Le cahier des charges devient alors un outil central.
Non pour figer la création, mais pour aligner tout le monde sur :
- le contexte réel,
- les objectifs prioritaires,
- les cibles,
- les contraintes,
- les critères de réussite.
Un cadre clair libère la création.
Un cadre flou fragilise le projet.
7. Embarquer l’agence dès les phases de réflexion
Une fois l’agence identifiée, une erreur fréquente consiste à lui transmettre un projet déjà verrouillé.
L’embarquer réellement, c’est lui donner accès :
- aux réflexions amont,
- aux arbitrages,
- aux contraintes implicites.
Une agence n’est pas seulement là pour produire.
Elle apporte un regard extérieur, une capacité de reformulation et une connaissance fine des usages audiovisuels.
Plus elle comprend tôt le contexte, plus elle peut challenger utilement les choix et enrichir le projet.
8. Sourcer la bonne agence et poser un cadre clair
Au moment où le projet entre dans une phase plus concrète, la transparence devient un levier clé.
Le responsable communication doit aider l’agence à comprendre :
- la culture interne,
- les sensibilités,
- les sujets délicats,
- les lignes à ne pas franchir.
Cette visibilité permet à l’agence de lire entre les lignes, d’éviter les maladresses et de proposer des partis pris plus justes.
Donner du contexte, c’est fluidifier le projet.
9. Piloter le projet au quotidien
Le tournage approche, puis la production démarre.
À ce stade, le responsable communication devient le point de passage central :
- entre l’agence,
- les équipes internes,
- les décideurs.
Il organise les validations, hiérarchise les retours et tranche lorsque les avis divergent.
Ce rôle est rarement visible, mais il conditionne la fluidité du projet.
Piloter, ce n’est pas micro-manager.
C’est maintenir une direction claire jusqu’à la livraison.
10. Challenger l’agence pour élever le projet
Tout au long de la production, le responsable communication doit rester exigeant.
Challenger les propositions, questionner les partis pris, demander des justifications n’est pas un frein.
C’est un moteur.
Ce dialogue permet :
- d’affiner la narration,
- de renforcer la cohérence,
- d’éviter les choix par défaut.
Une bonne agence attend ce regard critique.

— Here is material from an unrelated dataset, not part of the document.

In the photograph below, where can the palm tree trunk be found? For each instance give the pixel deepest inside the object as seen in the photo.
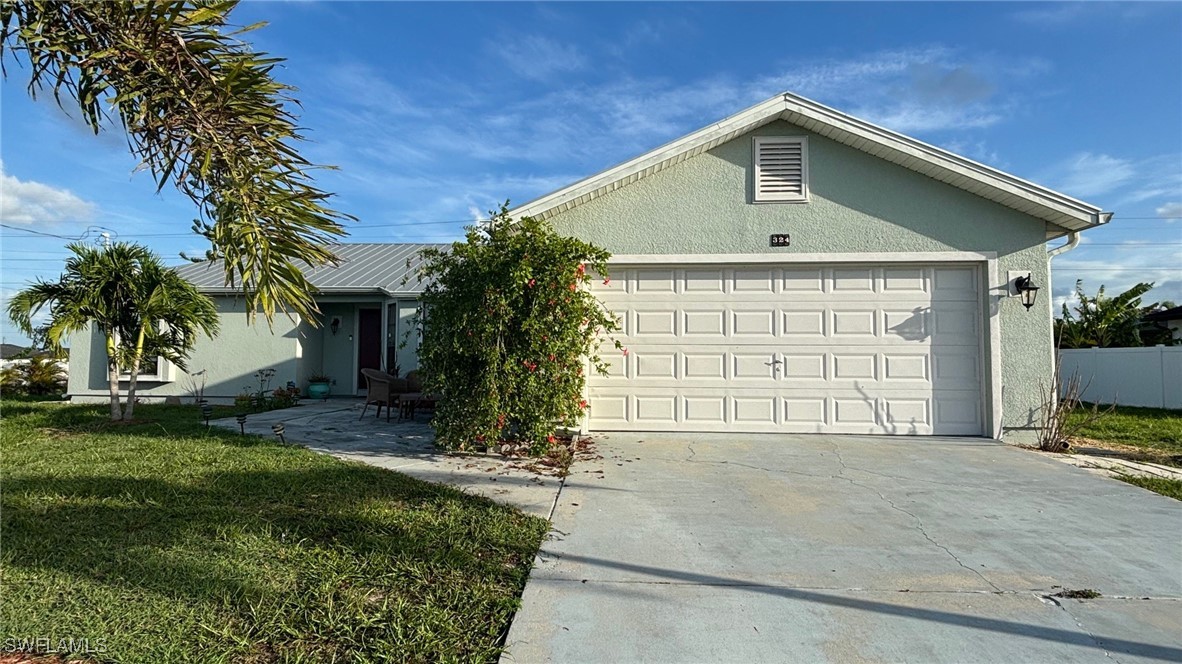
(129, 411)
(112, 373)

Elle s’en nourrit pour améliorer le projet.
11. Penser l’exploitation dès la conception (et jusqu’après la livraison)
Un projet vidéo ne s’arrête pas à la livraison du film.

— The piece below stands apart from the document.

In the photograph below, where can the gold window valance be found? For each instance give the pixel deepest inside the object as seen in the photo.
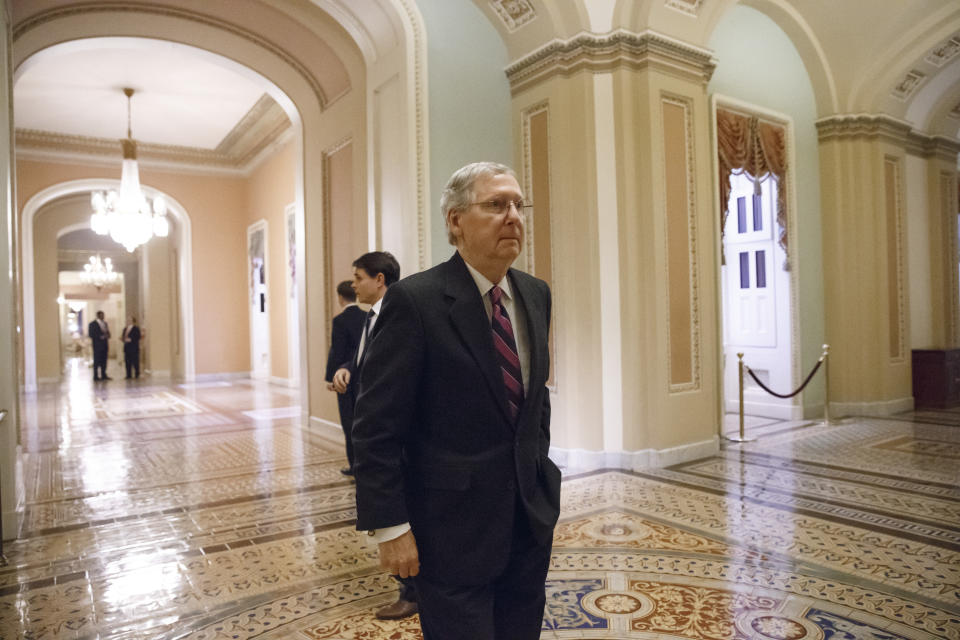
(748, 144)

Dès la conception, le responsable communication doit anticiper :
- les déclinaisons possibles,
- les formats secondaires,
- les usages internes,
- la diffusion sur les réseaux sociaux.
Une vidéo bien exploitée devient un actif durable.
Une vidéo mal exploitée disparaît rapidement, quel que soit son niveau de production.
Conclusion – Piloter un projet vidéo, du début à la fin
Piloter un projet vidéo en tant que responsable communication, ce n’est pas coordonner un prestataire.
C’est structurer un projet de bout en bout.
De la réflexion initiale à l’exploitation finale, le responsable communication :
- pose le cadre,
- relie les acteurs,
- sécurise les décisions,
- garantit l’utilité du résultat.
Changer les rôles, ce n’est pas un slogan.
C’est une condition concrète pour produire des vidéos réellement utiles à l’entreprise.